La Vocazione al Ministero
Quando guardate il sacerdote della vostra parrocchia, pensate a chi vedete piuttosto che a cosa vedete. Il chi è l’uomo che a un certo punto della sua vita ha sentito che Dio voleva che diventasse sacerdote. È uno che conosce l’incertezza, il dubbio e la delusione, ma che trova ancora la fede gratificante e il ministero lo stile di vita che ha scelto. Il chi è uno che apprezza una parola gentile e ha assolutamente bisogno del sostegno delle vostre preghiere. Se vediamo il sacerdote come cosa, diventa una funzione, un dispensatore di servizi e qualcosa da contattare solo quando è richiesto un servizio.
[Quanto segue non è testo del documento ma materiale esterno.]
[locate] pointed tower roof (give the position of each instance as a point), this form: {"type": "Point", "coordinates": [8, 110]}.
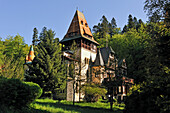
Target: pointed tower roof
{"type": "Point", "coordinates": [78, 29]}
{"type": "Point", "coordinates": [99, 59]}
{"type": "Point", "coordinates": [105, 52]}
{"type": "Point", "coordinates": [30, 56]}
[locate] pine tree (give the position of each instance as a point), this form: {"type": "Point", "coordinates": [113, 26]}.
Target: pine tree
{"type": "Point", "coordinates": [35, 37]}
{"type": "Point", "coordinates": [130, 22]}
{"type": "Point", "coordinates": [47, 69]}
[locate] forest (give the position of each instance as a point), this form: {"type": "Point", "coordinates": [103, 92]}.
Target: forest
{"type": "Point", "coordinates": [145, 46]}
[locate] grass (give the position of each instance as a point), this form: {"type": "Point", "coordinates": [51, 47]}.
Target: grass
{"type": "Point", "coordinates": [54, 106]}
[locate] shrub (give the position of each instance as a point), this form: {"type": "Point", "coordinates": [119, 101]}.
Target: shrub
{"type": "Point", "coordinates": [93, 92]}
{"type": "Point", "coordinates": [17, 93]}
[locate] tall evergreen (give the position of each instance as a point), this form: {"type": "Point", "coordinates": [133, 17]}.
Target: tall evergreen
{"type": "Point", "coordinates": [35, 37]}
{"type": "Point", "coordinates": [47, 69]}
{"type": "Point", "coordinates": [130, 22]}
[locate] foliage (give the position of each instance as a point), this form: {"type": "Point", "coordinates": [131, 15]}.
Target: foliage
{"type": "Point", "coordinates": [35, 37]}
{"type": "Point", "coordinates": [47, 69]}
{"type": "Point", "coordinates": [158, 10]}
{"type": "Point", "coordinates": [106, 28]}
{"type": "Point", "coordinates": [12, 57]}
{"type": "Point", "coordinates": [93, 92]}
{"type": "Point", "coordinates": [132, 23]}
{"type": "Point", "coordinates": [153, 95]}
{"type": "Point", "coordinates": [149, 97]}
{"type": "Point", "coordinates": [81, 107]}
{"type": "Point", "coordinates": [17, 93]}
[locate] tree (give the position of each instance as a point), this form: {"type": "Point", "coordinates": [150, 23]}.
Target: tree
{"type": "Point", "coordinates": [131, 23]}
{"type": "Point", "coordinates": [158, 10]}
{"type": "Point", "coordinates": [125, 29]}
{"type": "Point", "coordinates": [35, 37]}
{"type": "Point", "coordinates": [153, 94]}
{"type": "Point", "coordinates": [47, 69]}
{"type": "Point", "coordinates": [13, 54]}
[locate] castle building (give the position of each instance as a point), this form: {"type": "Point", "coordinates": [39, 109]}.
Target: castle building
{"type": "Point", "coordinates": [95, 64]}
{"type": "Point", "coordinates": [92, 64]}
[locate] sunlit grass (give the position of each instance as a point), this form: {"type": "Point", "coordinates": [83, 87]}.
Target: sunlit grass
{"type": "Point", "coordinates": [55, 106]}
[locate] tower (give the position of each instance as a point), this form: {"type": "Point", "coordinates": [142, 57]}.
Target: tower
{"type": "Point", "coordinates": [79, 32]}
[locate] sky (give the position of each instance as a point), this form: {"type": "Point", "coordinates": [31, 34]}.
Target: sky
{"type": "Point", "coordinates": [22, 16]}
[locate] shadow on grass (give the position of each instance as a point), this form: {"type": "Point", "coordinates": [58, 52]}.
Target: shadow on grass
{"type": "Point", "coordinates": [77, 108]}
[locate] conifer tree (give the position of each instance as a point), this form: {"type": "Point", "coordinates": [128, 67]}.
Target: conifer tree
{"type": "Point", "coordinates": [130, 22]}
{"type": "Point", "coordinates": [47, 69]}
{"type": "Point", "coordinates": [35, 37]}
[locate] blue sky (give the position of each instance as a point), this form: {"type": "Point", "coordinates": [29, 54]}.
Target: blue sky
{"type": "Point", "coordinates": [21, 16]}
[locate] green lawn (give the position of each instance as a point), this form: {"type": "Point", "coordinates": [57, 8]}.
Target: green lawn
{"type": "Point", "coordinates": [54, 106]}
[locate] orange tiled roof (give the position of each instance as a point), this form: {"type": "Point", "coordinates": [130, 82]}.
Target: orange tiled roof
{"type": "Point", "coordinates": [78, 28]}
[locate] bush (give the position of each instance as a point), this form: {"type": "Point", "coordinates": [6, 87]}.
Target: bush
{"type": "Point", "coordinates": [17, 93]}
{"type": "Point", "coordinates": [93, 92]}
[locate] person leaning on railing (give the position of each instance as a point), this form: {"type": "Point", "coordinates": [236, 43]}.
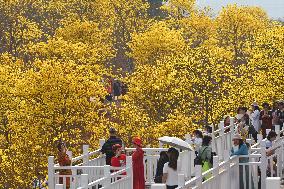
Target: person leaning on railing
{"type": "Point", "coordinates": [64, 160]}
{"type": "Point", "coordinates": [107, 147]}
{"type": "Point", "coordinates": [240, 148]}
{"type": "Point", "coordinates": [119, 160]}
Quando Gesù mandò i dodici, sapeva che il popolo aveva bisogno di loro tanto quanto loro avevano bisogno del popolo. Questa verità rimane immutata.
Pensate ora ai sacerdoti che conoscete, ai religiosi che conoscete, e ricordate le loro interazioni con voi nella vita. Nei momenti di tristezza e di dolore, di incertezza o di paura, di malattia o di tensione, ma anche nei momenti di festa e di gioia, dov’era lui o lei? È probabile che fosse molto vicino a voi e ai vostri. Forse quando sentite delle critiche ai sacerdoti o ai religiosi, quando sono sincere, accettatele, comprendetele ed empatizzate, ma forse quando sentite che non sono giustificate potreste dire: “Non è stata la mia esperienza” – in questo, almeno, riconoscete la strada scelta in risposta alla chiamata di Dio, perché Gesù ha notato le persone e ha sentito che avevano bisogno di ministri in mezzo a loro. Magari scambiare due parole dopo la Messa; un sorriso, una stretta di mano e: “Grazie per questo, siamo felici che tu sia qui tra noi”. A proposito, ho detto una preghiera per te questo fine settimana”.